Mary Panton, a wealthy and beautiful widow who lives in an old villa in the hills overlooking Florence, is asked by a longtime friend to marry him. While he is away for a few days and she is considering his proposal, an encounter with a young refugee could destroy all her plans for the future.
This is a short but intense novel that makes some poignant observations on the many facets of love, with Florence and the Tuscany region as a beautiful backdrop against which the action plays out. Mary is surrounded by three men: the much older and steady Edgar Swift, who wants to marry and take care of her for the rest of his life; the shady philanderer Rowley Flint, who also proposes marriage to Mary, but whose intentions are less pure; and finally Karl Richter, a poor student who fled from the Nazi regime, and who mistakes an act of kindness by Mary for something more.
Early in the novel, Mary laments that men have courted her since her sixteenth birthday, and that they all were of the impression that her only purpose in life was to satisfy their urges. Although she suffered greatly in the marriage because of his drinking and gambling, her late husband has been the only man she ever loved, and her experiences with him have made her wary of falling for someone again.
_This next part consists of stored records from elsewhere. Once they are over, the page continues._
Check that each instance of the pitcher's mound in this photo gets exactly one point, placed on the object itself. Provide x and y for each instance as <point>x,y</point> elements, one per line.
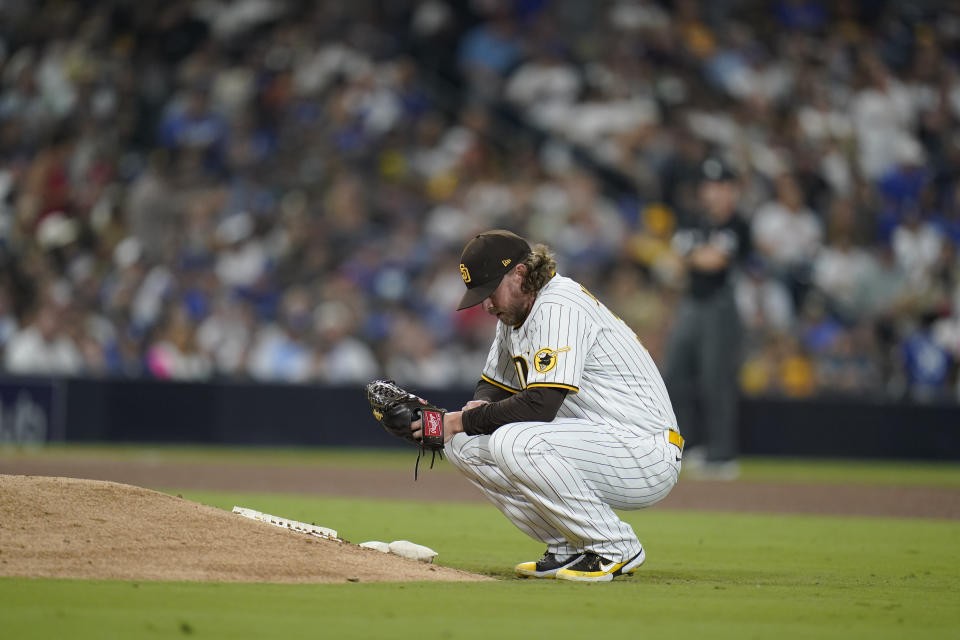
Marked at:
<point>69,528</point>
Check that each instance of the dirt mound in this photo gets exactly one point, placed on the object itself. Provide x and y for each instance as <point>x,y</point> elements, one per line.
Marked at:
<point>70,528</point>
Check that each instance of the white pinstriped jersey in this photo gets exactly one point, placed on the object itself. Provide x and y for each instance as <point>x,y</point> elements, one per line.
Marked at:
<point>572,341</point>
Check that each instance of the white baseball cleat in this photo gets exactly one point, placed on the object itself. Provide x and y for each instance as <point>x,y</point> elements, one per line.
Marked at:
<point>594,568</point>
<point>547,566</point>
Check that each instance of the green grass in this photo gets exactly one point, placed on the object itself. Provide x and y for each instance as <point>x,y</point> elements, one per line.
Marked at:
<point>712,575</point>
<point>800,471</point>
<point>708,575</point>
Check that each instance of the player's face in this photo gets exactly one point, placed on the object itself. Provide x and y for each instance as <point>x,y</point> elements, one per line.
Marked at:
<point>508,302</point>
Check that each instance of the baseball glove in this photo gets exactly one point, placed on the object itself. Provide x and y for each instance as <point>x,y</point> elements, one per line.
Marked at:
<point>396,409</point>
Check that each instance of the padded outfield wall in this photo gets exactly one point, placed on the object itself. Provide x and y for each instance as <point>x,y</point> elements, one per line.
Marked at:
<point>83,410</point>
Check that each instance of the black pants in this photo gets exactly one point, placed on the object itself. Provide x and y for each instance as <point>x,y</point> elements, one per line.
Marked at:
<point>703,363</point>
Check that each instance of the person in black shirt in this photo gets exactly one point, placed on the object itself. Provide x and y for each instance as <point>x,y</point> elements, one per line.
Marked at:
<point>703,352</point>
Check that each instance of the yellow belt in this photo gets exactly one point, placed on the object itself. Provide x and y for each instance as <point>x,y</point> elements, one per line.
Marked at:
<point>676,439</point>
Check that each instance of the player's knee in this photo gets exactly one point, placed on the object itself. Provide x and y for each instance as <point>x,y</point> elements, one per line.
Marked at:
<point>457,450</point>
<point>510,449</point>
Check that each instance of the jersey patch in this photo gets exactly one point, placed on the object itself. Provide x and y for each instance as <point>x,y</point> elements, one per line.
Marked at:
<point>546,359</point>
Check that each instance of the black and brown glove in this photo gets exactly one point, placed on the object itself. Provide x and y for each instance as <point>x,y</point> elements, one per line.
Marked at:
<point>396,409</point>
She has deep affection for Edgar, but is only thrilled by what life with him would provide, Rowley she at first despises for his loose attitude, although she then sees merit in it herself, while Karl is the one she gives something of herself to out of compassion and a sudden bout of emotionality, but instead he feels used and betrayed by her. Mary loves none of them, and even the men who talk of love don’t know what they are going on about. There is affection, obsession, possessive urges, friendship, and mutual benefit, which are all just parts of the puzzle, but never the full picture.
These little nuances in the relationships between Mary and her suitors are what makes the novel so compelling. As usual, Somerset Maugham knows how to write characters that are so flawed and human that you can’t help but feel for them. I had great sympathy for Mary who has suffered so much already and tries to find a way forward without getting trapped again, but then endangers all of it by getting tangled up in a terrible situation caused by a single foolish impulse, and who doesn’t know about those?
Somerset Maugham has been one of my favourite authors for a long time because in many of his books he creates small worlds that combine beautiful locations and memorable characters, which now and then makes you wish that you could actually be there. Reading his books is escapism in its finest form, and although his works are not generally lighthearted, the dry humour and expansive humanity of his stories make them immensely fascinating and enjoyable to me.